Pemasaran adalah bidang yang menggiurkan karena menghadap ke depan publik, dan perusahaan mungkin lebih mudah dibujuk untuk lebih memprioritaskan bidang itu. Namun, sama pentingnya untuk memiliki sistem rantai pasokan dan alur kerja yang berfungsi, atau lebih baik lagi, yang melumasi seluruh proses penjualan dan dukungan (misalnya perencanaan sumber daya perusahaan atau sistem ERP), sehingga setiap pesanan pelanggan terpenuhi, setiap permintaan. mudah disampaikan dan dijawab dengan cepat, dan setiap pemangku kepentingan dalam proses alur kerja mendapat informasi yang memadai tepat waktu dengan akses dasbor. Ini bukanlah mimpi pipa atau fiksi ilmiah. Banyak perusahaan sukses yang memiliki semua ini. Namun, masih ada beberapa perusahaan yang berjuang tanpa sistem back-end yang terintegrasi dan proses alur kerja.

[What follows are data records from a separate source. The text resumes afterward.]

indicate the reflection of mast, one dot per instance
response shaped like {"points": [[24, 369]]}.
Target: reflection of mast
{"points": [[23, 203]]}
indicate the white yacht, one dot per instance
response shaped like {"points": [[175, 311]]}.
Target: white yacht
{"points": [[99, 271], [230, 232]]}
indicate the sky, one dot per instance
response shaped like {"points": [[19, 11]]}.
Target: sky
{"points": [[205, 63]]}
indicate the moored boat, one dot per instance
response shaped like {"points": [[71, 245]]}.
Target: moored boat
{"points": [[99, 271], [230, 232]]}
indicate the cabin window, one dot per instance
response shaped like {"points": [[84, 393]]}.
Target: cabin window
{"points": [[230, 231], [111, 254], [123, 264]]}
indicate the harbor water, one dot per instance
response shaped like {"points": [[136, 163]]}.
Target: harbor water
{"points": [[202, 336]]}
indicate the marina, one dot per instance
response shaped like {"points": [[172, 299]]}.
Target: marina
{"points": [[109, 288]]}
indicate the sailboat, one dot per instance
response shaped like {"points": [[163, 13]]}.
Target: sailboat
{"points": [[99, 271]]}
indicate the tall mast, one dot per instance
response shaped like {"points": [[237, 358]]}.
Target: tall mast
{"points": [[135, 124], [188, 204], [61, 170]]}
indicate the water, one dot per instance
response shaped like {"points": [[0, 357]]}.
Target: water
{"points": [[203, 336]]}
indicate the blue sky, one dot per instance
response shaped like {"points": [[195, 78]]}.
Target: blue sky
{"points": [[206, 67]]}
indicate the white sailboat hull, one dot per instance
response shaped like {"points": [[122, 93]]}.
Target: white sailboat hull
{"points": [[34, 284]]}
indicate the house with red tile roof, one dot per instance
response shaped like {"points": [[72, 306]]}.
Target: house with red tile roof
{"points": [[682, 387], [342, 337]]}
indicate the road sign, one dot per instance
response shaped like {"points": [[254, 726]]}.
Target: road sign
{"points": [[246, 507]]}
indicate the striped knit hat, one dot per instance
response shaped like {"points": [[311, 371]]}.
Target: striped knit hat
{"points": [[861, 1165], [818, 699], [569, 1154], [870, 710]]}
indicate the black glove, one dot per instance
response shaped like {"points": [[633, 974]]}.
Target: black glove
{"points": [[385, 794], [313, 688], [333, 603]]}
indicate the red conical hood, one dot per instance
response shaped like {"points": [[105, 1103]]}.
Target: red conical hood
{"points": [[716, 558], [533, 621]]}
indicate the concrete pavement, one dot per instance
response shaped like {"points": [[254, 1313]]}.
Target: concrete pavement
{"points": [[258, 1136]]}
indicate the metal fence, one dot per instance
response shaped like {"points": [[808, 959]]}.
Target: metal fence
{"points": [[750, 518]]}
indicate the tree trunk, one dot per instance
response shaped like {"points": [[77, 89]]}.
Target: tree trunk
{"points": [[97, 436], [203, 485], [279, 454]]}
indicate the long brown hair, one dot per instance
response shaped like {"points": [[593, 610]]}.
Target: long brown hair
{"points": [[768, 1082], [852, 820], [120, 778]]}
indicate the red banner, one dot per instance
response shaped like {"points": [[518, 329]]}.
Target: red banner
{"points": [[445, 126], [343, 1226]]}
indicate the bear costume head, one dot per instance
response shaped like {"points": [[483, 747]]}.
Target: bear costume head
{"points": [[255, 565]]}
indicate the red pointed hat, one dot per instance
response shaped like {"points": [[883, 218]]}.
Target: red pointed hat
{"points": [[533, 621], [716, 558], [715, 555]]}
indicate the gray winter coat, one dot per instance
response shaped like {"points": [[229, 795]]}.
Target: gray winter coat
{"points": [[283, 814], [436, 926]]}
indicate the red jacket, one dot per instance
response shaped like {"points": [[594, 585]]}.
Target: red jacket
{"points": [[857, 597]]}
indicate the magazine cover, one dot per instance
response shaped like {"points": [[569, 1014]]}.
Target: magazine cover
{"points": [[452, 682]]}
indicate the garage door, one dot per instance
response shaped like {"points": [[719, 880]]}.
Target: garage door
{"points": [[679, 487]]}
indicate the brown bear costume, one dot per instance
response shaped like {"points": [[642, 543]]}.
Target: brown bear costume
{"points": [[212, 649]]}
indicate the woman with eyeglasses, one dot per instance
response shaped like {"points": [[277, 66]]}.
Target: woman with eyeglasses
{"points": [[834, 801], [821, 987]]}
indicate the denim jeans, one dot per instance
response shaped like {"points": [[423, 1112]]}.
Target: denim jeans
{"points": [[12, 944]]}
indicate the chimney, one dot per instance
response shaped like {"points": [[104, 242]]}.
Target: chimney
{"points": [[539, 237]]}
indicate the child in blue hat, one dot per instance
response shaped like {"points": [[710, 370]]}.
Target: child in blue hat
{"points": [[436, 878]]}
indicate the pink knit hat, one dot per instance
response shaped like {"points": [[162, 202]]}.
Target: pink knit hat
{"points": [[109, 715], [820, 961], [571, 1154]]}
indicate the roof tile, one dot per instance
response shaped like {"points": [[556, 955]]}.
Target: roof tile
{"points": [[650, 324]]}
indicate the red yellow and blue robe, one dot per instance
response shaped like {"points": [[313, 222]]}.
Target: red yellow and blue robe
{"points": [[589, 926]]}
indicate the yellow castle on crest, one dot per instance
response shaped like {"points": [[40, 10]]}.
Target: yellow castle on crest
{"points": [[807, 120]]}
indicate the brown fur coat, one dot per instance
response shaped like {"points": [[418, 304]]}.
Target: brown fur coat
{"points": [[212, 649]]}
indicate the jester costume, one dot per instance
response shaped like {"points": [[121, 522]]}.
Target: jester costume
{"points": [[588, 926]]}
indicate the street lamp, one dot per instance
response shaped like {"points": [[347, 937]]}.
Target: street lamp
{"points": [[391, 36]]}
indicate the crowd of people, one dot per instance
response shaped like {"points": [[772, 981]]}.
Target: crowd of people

Layanan pelanggan bukanlah perban atau renungan. Ini harus terintegrasi erat dengan seluruh alur kerja dan proses rantai pasokan. Tidak ada jumlah kekuatan pemasaran kreatif yang dapat menyelamatkan back-end yang disfungsional, dan tragisnya, penyimpangan layanan pelanggan akan menjadi andalan. Oleh karena itu, saat tim mengerjakan kampanye pemasaran yang hebat atau pengembangan produk yang menarik, ingatlah untuk melihat proses kerja dan rantai pasokan juga.